What is VibeVoice?
VibeVoice is Microsoft’s open-source TTS framework for generating expressive, long-form, multi-speaker conversational audio like podcasts, with emotions, singing, and up to 90 minutes duration.
When was VibeVoice released?
The TTS model was open-sourced in August 2025, with ASR variant added in January 2026; repo temporarily disabled due to misuse concerns.
Is VibeVoice free to use?
Yes, it is fully open-source research framework with weights on Hugging Face; no cost for download and local use (subject to responsible guidelines).
What makes VibeVoice special?
It supports 90-minute multi-speaker audio, spontaneous emotions, singing with music, cross-lingual expression, and efficient long-sequence processing via 7.5 Hz tokenizers.

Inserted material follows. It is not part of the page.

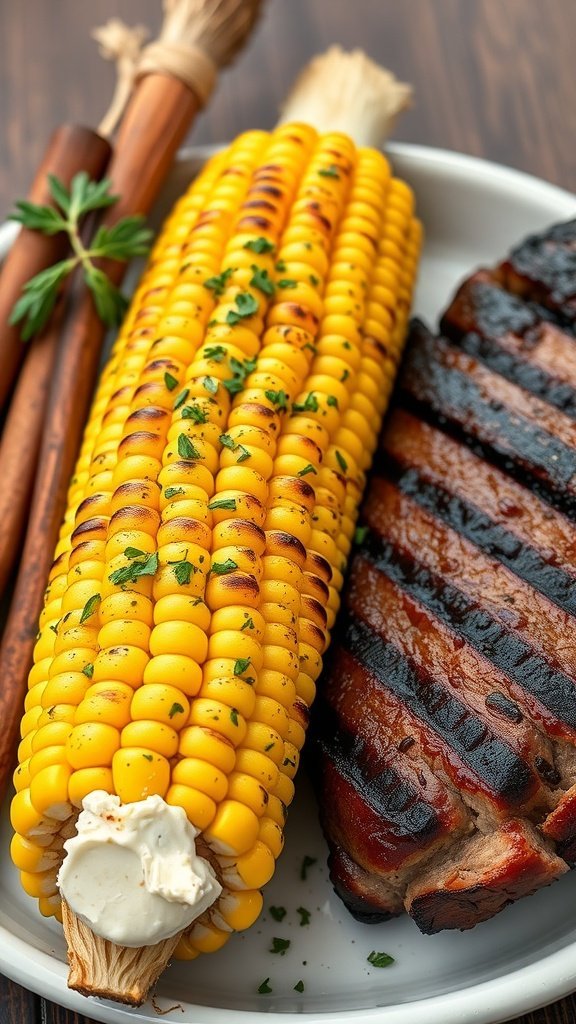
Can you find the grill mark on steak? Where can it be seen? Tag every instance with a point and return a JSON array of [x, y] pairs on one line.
[[445, 387], [470, 522], [441, 460], [547, 629], [492, 765], [513, 655]]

Does VibeVoice support voice cloning?
It can impersonate voices with short samples for expressive synthesis, but explicitly prohibits unauthorized cloning, satire, deepfakes, or real-time conversion.

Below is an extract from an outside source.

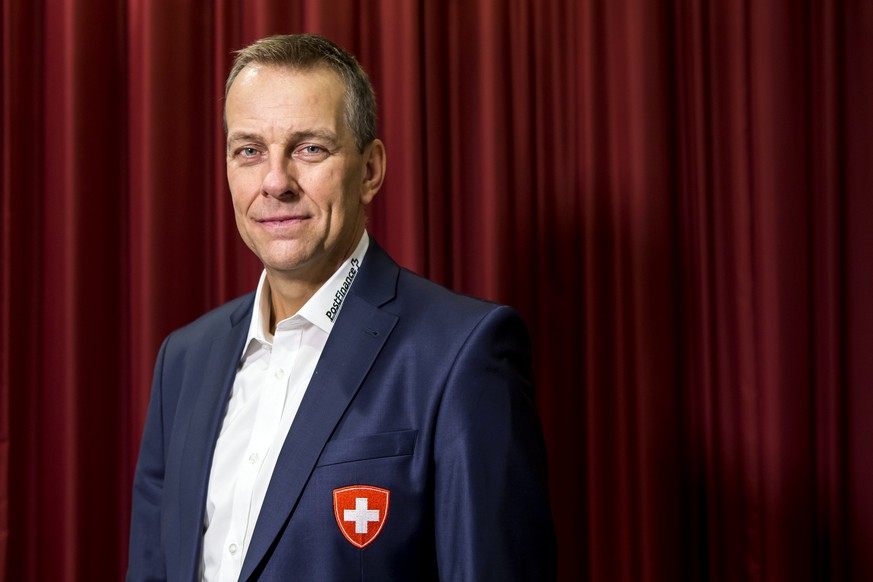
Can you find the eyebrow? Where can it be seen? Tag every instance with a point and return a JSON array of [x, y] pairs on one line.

What languages does VibeVoice support?
Primarily English and Mandarin demonstrated, with cross-lingual capabilities preserving emotional expression across them.
How many speakers can VibeVoice handle?
Up to 4 distinct speakers in long-form conversations with natural turn-taking and consistency.
Where can I download VibeVoice?
Model weights are on Hugging Face (microsoft/VibeVoice-1.5B); check the GitHub page for code (may be limited due to temporary disablement).